A solution of HF (48 to 51% aq) was added to a solution of compound in CH3CN at 20°C, and the mixture was stirred for 48h. It was cautiously poured into a saturated aq. solution of NaHCO3 and the aqueous layer was extracted with EtOAc. The combined organic layers were dried over MgSO4 and evaporated under vacuum. The resulting mixture was purified by flash chromatography using cyclohexane and ethyl acetate as the eluents.

H - General procedure for ammonium salts synthesis:

Hydrogen chloride (1M in ether) was added to a solution of dibenzoxepine in ether at 20°C and the mixture was stirred for 1h. The solvent was removed under pressure then the solid was washed with cyclohexane.

I - General procedure for 1,3-allylic rearrangement with TFA:

To a solution of benzylic alcohol in dichloromethane (0.5 M) à 0°C under inert atmosphere, a solution of trifluoroacetic acid (2eq) in dichloromethane (1 M) was added. The mixture was stirred at 0°C for 15-30min. An aq. solution of NaOH 15% was added, the aqueous layer was extracted with EtOAc. The combined organic layers were washed with brine and dried over MgSO4, filtered, and evaporated under vacuum.

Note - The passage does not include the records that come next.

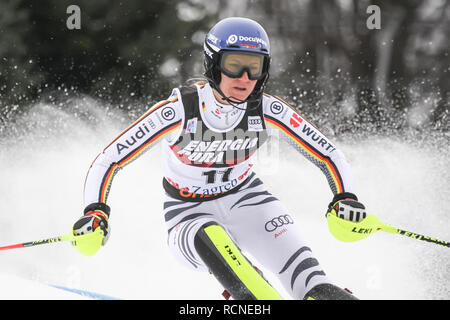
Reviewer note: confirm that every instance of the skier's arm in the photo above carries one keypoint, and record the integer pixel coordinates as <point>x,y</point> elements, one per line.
<point>284,120</point>
<point>161,120</point>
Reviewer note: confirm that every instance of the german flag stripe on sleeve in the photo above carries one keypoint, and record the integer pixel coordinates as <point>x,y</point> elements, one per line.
<point>151,110</point>
<point>325,161</point>
<point>115,167</point>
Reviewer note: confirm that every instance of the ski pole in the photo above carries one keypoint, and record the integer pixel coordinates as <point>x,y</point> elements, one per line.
<point>66,237</point>
<point>87,244</point>
<point>349,231</point>
<point>394,230</point>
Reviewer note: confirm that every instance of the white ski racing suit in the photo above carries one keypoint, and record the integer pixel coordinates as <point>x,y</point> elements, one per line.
<point>208,176</point>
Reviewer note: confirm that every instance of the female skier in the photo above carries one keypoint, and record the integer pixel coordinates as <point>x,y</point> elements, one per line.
<point>215,207</point>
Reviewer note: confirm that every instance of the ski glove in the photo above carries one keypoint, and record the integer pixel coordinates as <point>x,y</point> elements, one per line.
<point>347,207</point>
<point>95,216</point>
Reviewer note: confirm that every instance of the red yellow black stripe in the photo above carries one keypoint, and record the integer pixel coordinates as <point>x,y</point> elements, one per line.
<point>310,150</point>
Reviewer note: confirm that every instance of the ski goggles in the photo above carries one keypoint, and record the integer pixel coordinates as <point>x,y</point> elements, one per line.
<point>233,64</point>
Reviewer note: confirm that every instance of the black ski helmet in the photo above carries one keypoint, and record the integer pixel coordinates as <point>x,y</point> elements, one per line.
<point>235,34</point>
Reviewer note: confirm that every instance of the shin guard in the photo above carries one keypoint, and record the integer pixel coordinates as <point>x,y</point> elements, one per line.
<point>226,262</point>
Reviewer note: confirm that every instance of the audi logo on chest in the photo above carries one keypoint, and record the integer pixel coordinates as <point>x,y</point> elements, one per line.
<point>277,222</point>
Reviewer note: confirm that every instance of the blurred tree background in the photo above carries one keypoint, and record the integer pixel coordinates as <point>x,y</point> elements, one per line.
<point>342,75</point>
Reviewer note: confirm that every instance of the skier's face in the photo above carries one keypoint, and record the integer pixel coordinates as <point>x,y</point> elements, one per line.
<point>238,88</point>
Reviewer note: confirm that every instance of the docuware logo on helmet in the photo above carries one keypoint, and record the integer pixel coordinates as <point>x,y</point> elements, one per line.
<point>236,34</point>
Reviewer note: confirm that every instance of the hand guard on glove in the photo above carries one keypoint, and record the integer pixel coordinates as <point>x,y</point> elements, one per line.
<point>95,216</point>
<point>347,207</point>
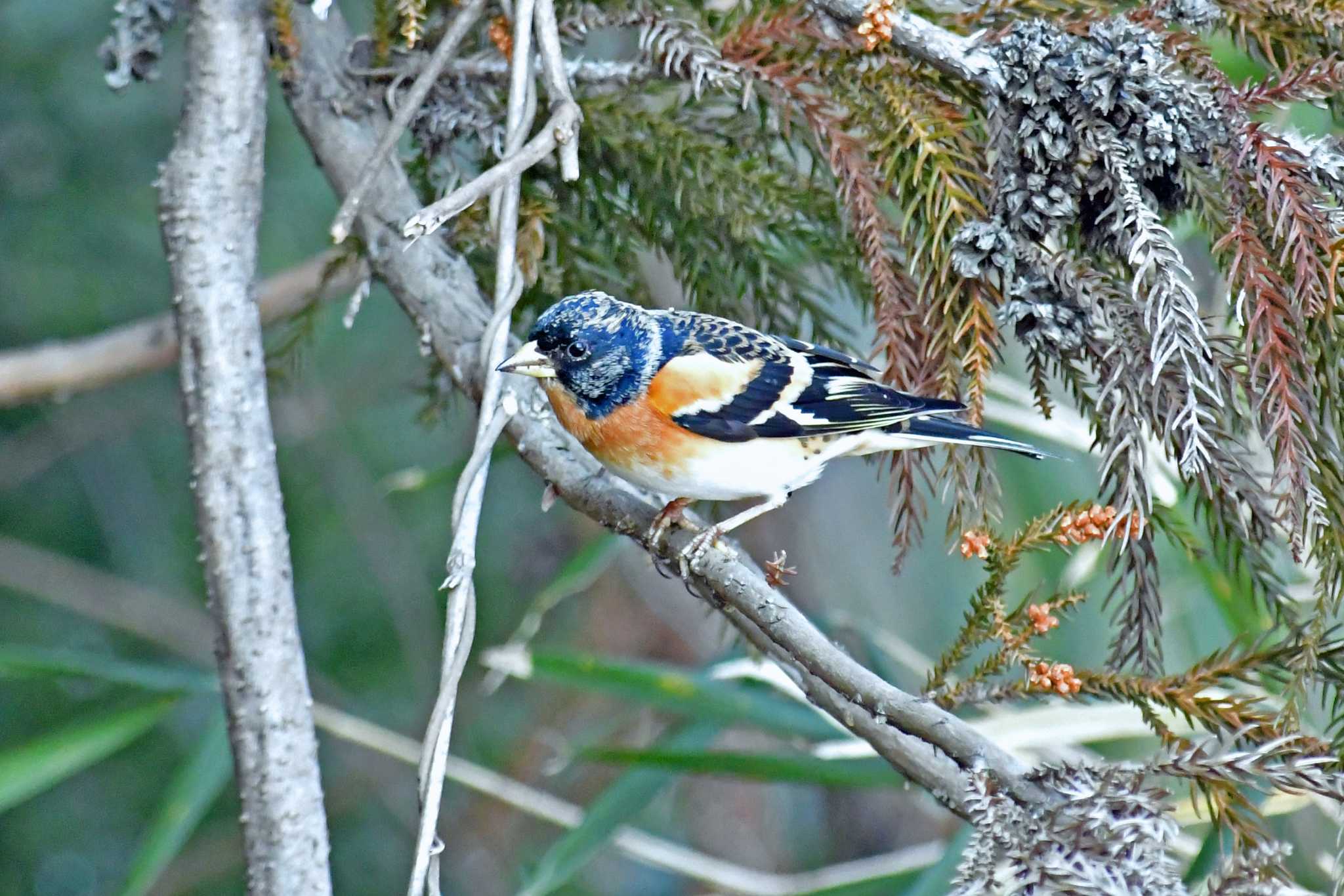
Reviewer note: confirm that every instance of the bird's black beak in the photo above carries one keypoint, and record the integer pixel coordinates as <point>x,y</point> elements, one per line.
<point>528,361</point>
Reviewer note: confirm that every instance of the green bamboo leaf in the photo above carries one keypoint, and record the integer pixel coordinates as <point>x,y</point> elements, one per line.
<point>616,805</point>
<point>190,794</point>
<point>799,769</point>
<point>47,760</point>
<point>668,688</point>
<point>37,662</point>
<point>937,880</point>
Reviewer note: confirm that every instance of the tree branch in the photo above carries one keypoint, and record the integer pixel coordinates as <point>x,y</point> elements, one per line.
<point>464,20</point>
<point>210,206</point>
<point>62,369</point>
<point>437,289</point>
<point>556,132</point>
<point>927,42</point>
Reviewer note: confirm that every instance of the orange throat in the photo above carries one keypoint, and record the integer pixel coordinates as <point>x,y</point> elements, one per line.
<point>633,437</point>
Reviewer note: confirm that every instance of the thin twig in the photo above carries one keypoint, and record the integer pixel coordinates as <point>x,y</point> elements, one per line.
<point>558,83</point>
<point>598,71</point>
<point>640,845</point>
<point>62,369</point>
<point>414,98</point>
<point>177,625</point>
<point>922,39</point>
<point>562,124</point>
<point>441,295</point>
<point>496,409</point>
<point>210,209</point>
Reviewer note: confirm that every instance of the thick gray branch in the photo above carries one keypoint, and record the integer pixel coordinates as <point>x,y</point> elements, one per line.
<point>210,206</point>
<point>437,289</point>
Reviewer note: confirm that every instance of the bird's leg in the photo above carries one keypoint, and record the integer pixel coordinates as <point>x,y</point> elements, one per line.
<point>699,544</point>
<point>663,521</point>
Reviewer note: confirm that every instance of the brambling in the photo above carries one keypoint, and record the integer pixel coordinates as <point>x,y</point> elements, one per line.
<point>699,407</point>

J - General procedure for 1,3-allylic rearrangement with chiral Brønsted acid:

To a solution of benzylic alcohol in solvent à 0°C under inert atmosphere, phosphonate acid was added. The mixture was stirred at 0°C for 4-48h. An aq. solution of NaOH 15% was added, the aqueous layer was extracted with EtOAc. The combined organic layers were washed with brine and dried over MgSO4, filtered, and evaporated under vacuum.